第13章 小刀と拳銃
「炭治郎だけじゃなくて、お前も里に行くのか?何か任務か?」
「いえ、任務ではないのです。実は…私があまりにも鬼に襲われるので、お館様と音柱様のご配慮で武器を支給していただけることになったのです」
「武器!?」
隠が武器を持つなど初めて聞くことなので、後藤は驚いたように声を上げた。
だがすぐに、顔布に隠れて正確な位置は分からないが、顎の辺りに手を当てて「ふーむ」と言った。
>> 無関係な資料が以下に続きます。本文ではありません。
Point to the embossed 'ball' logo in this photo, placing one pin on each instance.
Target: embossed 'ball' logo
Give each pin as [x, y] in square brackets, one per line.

「ま、でも、その方がいいかもな。お前、本当によく鬼に追いかけられてるもんなぁ。自衛の手段があった方が安心だよな」
「どんな武器が支給されるんだ?」
炭治郎も興味津々といった様子で会話に加わってくる。
「えっと、実はまだどんなものかは聞いていないんです。でも、あまり重くならないものにしたとのことです」
「そっかぁ!見るの楽しみだね」
「はい!」
咲達がニコニコと言葉を交わしているところへ、三人の隠がやって来た。
咲とはあまり面識の無い隠達であったが、その内の一人がニコリと微笑むと、さっそく目隠しと耳栓を差し出してきた。
「さぁ、出発しましょうか」
穏やかな声の、いかにも優しそうな雰囲気の女性の隠であった。
咲はペコリと頭を下げてから、目隠しと耳栓を受け取った。
目隠しなどあまりすることがないので少しもたついている咲の横で、後藤はあっという間に準備を終え、炭治郎も慣れた手つきで目隠しをすると鼻栓まで入れていた。
かくして各々は、案内役の隠に背負われて、刀鍛冶の里へと出発したのだった。